A Home NAS and Backup Solution

Posted in General, Technology on May 18th, 2009 by darcusb – Comments Off

So I’ve for awhile now been thinking I need to get more serious about a storage and backup solution for my personal and household data. After casually looking around at alternatives, I finally decide on a solution. I effectively took this information about hardware, with this and this information about using OpenSolaris and ZFS for software, and now have 1 TB of mirrored networked storage (and automated snapshots when I get to it), all for less than $500.

It was far more of a PITA getting OpenSolaris running as I wanted than I’d hoped, but I think the end product is both better and cheaper than the commercial alternatives.

HTML 5 Microdata Use Cases

Posted in Technology on May 10th, 2009 by darcusb – Comments Off

I mentioned in my previous post on the HTML 5 microdata draft that it included a use case from me; it’s this one:

A scholar and teacher wants other scholars (and potentially students) to be able to easily extract information about who he is to add it to their contact databases.

This is close to my description, but significantly narrower. Compare my words:

I want to be able to add structured data to my web site to denote who I am, what I have published, and what I teach in such a way that other scholars (and potentially students) can easily extract that information to add it to their contact databases, or to their bibliographic applications, or whatever. This involves contact data, for sure, but also other, domain specific, data, as well, and so presumes a flexible and extensible model and syntax.

The distinction is important because it makes clear that fixed encoding formats like hCard are not close to adequate; this is not just about a one-size-fits-all profile format, nor about possible integration into one particular kind of application (a contact database).

HTML5 Microdata Proposal

Posted in Technology on May 10th, 2009 by darcusb – 4 Comments

I’ve been following the discussion about extensible metadata in HTML 5 from afar, not really having the time to get any more involved. The bottom line for one of the primary use cases I provided was, can I represent what’s embedded in my home profile and publications pages? This isn’t just about data relating to me and my pages, but linking them to other data, elsewhere. For example, I will be changing my subject pages to link to the new Library of Congress id service, such as subject headings. Can I do that in HTML 5?

The group (well, let’s be real, Ian Hickson) released a first draft of a proposal today. I haven’t really looked at it carefully and thought through all the implications, but my initial take is it seems an attempt to split the difference between RDFa and microformats. So one can encode metadata properties, for example, using either plain string tokens (the microformat way), or using URIs (the RDF/RDFa way). I might well prefer to use RDFa, but perhaps with some tweaks, the microdata proposal might well allow the most important pieces of RDFa. At least I hope so.

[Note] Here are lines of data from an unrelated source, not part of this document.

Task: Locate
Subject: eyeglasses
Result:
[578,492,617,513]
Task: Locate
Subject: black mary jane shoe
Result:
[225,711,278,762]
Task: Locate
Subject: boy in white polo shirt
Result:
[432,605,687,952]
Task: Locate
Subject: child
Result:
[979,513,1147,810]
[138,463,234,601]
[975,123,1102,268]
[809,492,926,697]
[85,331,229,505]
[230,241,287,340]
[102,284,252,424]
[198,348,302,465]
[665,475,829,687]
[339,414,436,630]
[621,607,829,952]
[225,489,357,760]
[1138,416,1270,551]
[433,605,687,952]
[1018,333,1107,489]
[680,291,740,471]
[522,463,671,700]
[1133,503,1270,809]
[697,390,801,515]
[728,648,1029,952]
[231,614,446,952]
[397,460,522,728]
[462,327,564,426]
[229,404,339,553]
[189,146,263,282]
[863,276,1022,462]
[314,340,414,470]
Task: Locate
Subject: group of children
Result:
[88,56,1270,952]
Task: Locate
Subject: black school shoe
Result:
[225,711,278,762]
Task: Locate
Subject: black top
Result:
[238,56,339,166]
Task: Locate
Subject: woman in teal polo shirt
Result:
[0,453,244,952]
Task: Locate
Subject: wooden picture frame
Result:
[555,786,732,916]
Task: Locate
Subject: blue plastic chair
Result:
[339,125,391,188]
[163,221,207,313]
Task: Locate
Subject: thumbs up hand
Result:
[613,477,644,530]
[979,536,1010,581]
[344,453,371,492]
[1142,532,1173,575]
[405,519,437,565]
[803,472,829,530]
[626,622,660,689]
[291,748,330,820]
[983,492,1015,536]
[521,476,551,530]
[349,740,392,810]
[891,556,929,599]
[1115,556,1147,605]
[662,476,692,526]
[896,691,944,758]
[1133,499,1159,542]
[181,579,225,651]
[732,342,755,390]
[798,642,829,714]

But there are places where there seem some arbitrary restrictions. For example, I see no way to define a microdata item’s identity as anything but local to the document (the spec only allowing local IDs; not global URIs). If I have that right, that’s a critical and arbitrary flaw, and needs to be changed.

And, as Shelley Powers points out, it’s really, really strange and arbitrary to allow one to use a “reversed DNS identifier” as a global identifier alternative to an HTTP URI, but not allow other prefix mechanisms (such as CURIEs), particularly when the common argument against namespace prefixes in general and CURIEs in particular if they are too difficult. I’d rather see all three, or only URIs.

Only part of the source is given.